Abstract
Background
Primary human hepatocytes offer the best human in vitro model for studies on human liver cell metabolism. Investigators use a variety of different media supplements and matrix biocoatings and the type of culture system used may influence the outcome.
Objectives
To optimize in vitro conditions for primary human hepatocytes with regard to bile acid synthesis.
Methods
Human hepatocytes were isolated and cultured on collagen type I or EHS matrigel in cell media with or without dexamethasone. The glucocorticoid receptor (GR) antagonist RU486 was used to elucidate the involvement of GR.
Results
Hepatocytes cultured on EHS matrigel produced more bile acids and expressed higher levels of cholesterol 7α-hydroxylase (CYP7A1) than cells cultured on rat tail collagen. Supplementation with dexamethasone increased the formation of cholic acid (CA) and decreased chenodeoxycholic acid formation. In line with these results, the mRNA expression of sterol 12α-hydroxylase (CYP8B1) increased following dexamethasone treatment. Surprisingly, the mRNA expression of CYP7A1 and CYP27A1 was not increased to the same extent. By using the GR antagonist RU486, we concluded that CYP8B1 induction is mediated via a GR-independent pathway. An altered expression of retinoid-related orphan receptor (ROR) α and ROR α target gene Glucose-6-phosphatase (G6Pase) suggests that ROR α signaling may regulate CYP8B1 expression.
Conclusion
Primary human hepatocytes have an increased bile acid synthesis rate when cultured on matrigel as compared to collagen. Exposure to glucocorticoid hormones stimulates the expression of CYP8B1, leading to an increased formation of CA and alteration of the bile acid composition. The effect is most likely mediated through a GR-independent pathway, possibly through ROR α.

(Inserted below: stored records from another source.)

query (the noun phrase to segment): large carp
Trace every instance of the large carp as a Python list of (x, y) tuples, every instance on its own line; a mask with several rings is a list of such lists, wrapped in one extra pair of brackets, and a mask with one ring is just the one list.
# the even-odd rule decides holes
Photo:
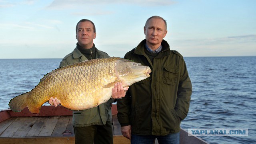
[(28, 107), (38, 113), (41, 106), (53, 97), (68, 109), (88, 109), (108, 101), (115, 83), (129, 86), (150, 76), (151, 72), (148, 66), (120, 58), (76, 63), (47, 74), (30, 91), (11, 99), (9, 105), (14, 112)]

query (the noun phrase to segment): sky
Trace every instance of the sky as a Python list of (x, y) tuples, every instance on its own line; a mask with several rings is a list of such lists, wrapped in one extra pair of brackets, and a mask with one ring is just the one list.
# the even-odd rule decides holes
[(0, 0), (0, 59), (62, 58), (81, 19), (96, 47), (123, 57), (144, 39), (146, 20), (166, 20), (164, 39), (184, 57), (256, 56), (256, 0)]

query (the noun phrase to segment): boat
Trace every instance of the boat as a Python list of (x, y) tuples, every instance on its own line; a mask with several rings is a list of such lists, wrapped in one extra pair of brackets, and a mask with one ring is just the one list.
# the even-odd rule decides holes
[[(123, 136), (117, 119), (116, 105), (112, 107), (114, 144), (130, 144)], [(72, 111), (59, 106), (42, 106), (35, 114), (25, 108), (19, 113), (10, 109), (0, 111), (0, 144), (74, 144)], [(155, 144), (158, 144), (157, 140)], [(180, 131), (180, 144), (208, 144)]]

Abbreviations: BSEP, bile salt export pump; CA, cholic acid; CDCA, chenodeoxycholic acid; CYP7A1, cholesterol 7α-hydroxylase; CYP8B1, sterol 12α-hydroxylase; CYP27A1, sterol 27α-hydroxylase; FXR, farnesoid X receptor; G6Pase, glucose-6-phosphatase; GR, glucocorticoid receptor; NTCP, Na+-taurocholate cotransporting polypeptide; PXR, pregnane X receptor; ROR, retinoid-related orphan receptor
Keywords: cholic acid, chenodeoxycholic acid, dexamethasone, matrigel, primary hepatocytes
Production of bile is one of the many important functions of the liver. Disruption of this process, called cholestasis, causes considerable morbidity and need of medical attention. Good research tools to study bile acid metabolism are therefore important.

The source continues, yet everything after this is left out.